学术文献库

The optical properties of the second generation dust that we observe in debris disks remain quite elusive, whether it is the absorption efficiencies at millimeter wavelengths or the (un)polarized phase function at near-infrared wavelengths. Thankfully the same particles are experiencing forces that are size dependent (e.g., radiation pressure), and with high angular resolution observations we can take advantage of this natural spatial segregation. Observations at different wavelengths probe different ranges of sizes, and there is therefore a great synergy in multi-wavelength observations to better constrain the optical properties of the particles. We present a new approach to simultaneously model SPHERE and ALMA observations and apply it to the debris disk around HD\,32297, putting the emphasis on the spatial distribution of the grains with different $β$ values. This modeling approach requires few assumptions on the actual sizes of the particles and the interpretation can therefore be done a posteriori.
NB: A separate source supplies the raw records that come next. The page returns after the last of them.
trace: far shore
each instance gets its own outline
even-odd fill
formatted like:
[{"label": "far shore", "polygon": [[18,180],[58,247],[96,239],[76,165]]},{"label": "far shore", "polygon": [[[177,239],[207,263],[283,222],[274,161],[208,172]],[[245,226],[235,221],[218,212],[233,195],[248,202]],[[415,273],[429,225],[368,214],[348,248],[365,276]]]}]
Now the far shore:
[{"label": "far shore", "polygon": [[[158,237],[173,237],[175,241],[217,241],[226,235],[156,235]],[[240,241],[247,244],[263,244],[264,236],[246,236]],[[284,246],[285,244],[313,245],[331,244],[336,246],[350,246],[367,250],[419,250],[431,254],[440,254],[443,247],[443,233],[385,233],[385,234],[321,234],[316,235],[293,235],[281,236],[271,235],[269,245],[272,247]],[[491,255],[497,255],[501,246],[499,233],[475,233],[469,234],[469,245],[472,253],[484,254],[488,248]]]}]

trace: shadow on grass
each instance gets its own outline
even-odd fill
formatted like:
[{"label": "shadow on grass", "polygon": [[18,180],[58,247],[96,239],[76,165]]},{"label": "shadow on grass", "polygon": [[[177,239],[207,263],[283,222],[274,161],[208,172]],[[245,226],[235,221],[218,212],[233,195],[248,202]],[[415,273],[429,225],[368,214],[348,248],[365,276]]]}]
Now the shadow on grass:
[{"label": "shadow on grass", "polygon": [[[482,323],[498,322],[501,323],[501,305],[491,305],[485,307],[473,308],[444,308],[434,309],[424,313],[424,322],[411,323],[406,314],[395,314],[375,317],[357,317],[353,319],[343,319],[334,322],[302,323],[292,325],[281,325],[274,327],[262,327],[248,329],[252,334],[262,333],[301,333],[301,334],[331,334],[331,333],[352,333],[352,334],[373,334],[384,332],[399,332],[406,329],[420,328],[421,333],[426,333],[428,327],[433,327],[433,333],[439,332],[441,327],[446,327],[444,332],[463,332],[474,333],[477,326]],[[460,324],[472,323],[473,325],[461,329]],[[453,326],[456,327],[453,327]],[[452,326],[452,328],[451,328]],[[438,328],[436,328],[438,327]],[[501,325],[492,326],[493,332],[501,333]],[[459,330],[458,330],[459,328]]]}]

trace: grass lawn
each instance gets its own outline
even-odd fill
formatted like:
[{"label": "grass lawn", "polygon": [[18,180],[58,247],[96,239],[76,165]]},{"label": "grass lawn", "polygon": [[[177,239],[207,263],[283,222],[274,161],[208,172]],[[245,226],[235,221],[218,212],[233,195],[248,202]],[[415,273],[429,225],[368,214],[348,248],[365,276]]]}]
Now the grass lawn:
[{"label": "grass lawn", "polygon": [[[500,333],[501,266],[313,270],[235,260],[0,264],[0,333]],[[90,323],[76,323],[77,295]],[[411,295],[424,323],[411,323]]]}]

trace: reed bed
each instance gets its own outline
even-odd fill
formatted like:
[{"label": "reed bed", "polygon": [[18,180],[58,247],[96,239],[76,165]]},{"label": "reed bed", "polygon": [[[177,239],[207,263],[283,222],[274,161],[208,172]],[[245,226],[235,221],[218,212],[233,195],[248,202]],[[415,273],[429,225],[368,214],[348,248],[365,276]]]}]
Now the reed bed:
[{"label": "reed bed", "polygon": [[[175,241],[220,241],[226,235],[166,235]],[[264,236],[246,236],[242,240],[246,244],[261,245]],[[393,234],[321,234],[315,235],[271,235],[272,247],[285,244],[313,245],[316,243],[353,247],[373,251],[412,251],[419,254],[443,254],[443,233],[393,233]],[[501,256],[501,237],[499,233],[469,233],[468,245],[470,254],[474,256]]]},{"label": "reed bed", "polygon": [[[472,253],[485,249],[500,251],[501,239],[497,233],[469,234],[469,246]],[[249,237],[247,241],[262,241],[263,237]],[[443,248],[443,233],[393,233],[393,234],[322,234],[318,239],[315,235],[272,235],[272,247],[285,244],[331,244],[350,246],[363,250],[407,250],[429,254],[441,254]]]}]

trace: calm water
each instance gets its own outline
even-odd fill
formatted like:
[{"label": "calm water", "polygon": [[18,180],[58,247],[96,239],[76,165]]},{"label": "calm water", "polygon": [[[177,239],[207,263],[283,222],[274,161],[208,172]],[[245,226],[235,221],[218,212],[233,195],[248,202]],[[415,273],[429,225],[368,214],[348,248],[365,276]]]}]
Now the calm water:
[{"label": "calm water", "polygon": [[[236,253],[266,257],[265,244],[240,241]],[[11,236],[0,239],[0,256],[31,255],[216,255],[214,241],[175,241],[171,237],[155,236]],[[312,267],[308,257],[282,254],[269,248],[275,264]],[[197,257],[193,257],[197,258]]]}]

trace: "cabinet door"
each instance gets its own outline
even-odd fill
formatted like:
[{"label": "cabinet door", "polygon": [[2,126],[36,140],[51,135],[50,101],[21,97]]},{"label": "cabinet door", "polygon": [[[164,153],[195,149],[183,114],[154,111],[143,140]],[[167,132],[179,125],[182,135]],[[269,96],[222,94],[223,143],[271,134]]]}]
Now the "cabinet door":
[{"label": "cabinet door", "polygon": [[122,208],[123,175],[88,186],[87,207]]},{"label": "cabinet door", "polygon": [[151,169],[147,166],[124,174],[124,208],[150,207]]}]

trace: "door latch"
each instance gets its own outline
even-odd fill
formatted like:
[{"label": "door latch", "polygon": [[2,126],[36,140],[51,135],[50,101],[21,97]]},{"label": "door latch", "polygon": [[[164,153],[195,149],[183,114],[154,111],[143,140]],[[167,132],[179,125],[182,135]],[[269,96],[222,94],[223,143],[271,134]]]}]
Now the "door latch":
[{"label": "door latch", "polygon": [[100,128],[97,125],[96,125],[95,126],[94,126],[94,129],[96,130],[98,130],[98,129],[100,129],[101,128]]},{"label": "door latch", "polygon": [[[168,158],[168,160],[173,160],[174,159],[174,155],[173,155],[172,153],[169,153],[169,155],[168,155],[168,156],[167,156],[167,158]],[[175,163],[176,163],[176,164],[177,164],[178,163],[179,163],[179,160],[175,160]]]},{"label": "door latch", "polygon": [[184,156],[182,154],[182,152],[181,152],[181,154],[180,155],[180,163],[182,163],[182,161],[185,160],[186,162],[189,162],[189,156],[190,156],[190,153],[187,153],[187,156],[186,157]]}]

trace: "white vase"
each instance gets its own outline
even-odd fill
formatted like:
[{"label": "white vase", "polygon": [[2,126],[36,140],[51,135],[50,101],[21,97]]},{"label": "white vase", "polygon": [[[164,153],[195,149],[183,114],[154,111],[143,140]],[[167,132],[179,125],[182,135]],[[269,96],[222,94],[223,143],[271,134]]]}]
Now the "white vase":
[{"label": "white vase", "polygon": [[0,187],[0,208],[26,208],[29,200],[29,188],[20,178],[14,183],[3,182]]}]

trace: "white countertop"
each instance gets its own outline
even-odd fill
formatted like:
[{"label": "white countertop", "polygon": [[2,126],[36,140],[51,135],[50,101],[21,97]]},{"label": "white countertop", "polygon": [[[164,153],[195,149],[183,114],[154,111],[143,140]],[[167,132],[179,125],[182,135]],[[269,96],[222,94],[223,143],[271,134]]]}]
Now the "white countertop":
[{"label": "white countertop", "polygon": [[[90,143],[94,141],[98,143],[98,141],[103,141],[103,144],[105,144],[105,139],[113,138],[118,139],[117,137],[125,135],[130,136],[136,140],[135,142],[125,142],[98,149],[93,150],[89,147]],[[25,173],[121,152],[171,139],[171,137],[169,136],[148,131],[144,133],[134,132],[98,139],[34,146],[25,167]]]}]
We find that the ALMA observations are best reproduced with a combination of small and large $β$ values ($0.03$ and $0.42$) while the SPHERE observations require several intervals of $β$ values. We discuss the nature of the halo previously reported in ALMA observations, and hypothesize it could be caused by over-abundant $μ$m-sized particles (the over-abundance being the consequence of their extended lifetime). We model the polarized phase function at near-infrared wavelengths and fluffy aggregates larger than a few $μ$m provide the best solution. Comparing our results with comets of the solar system, we postulate that the particles released in the disk originate from rather pristine cometary bodies (to avoid compaction of the fluffy aggregates) and are then set on highly eccentric orbits, which could explain the halo detected at long wavelengths.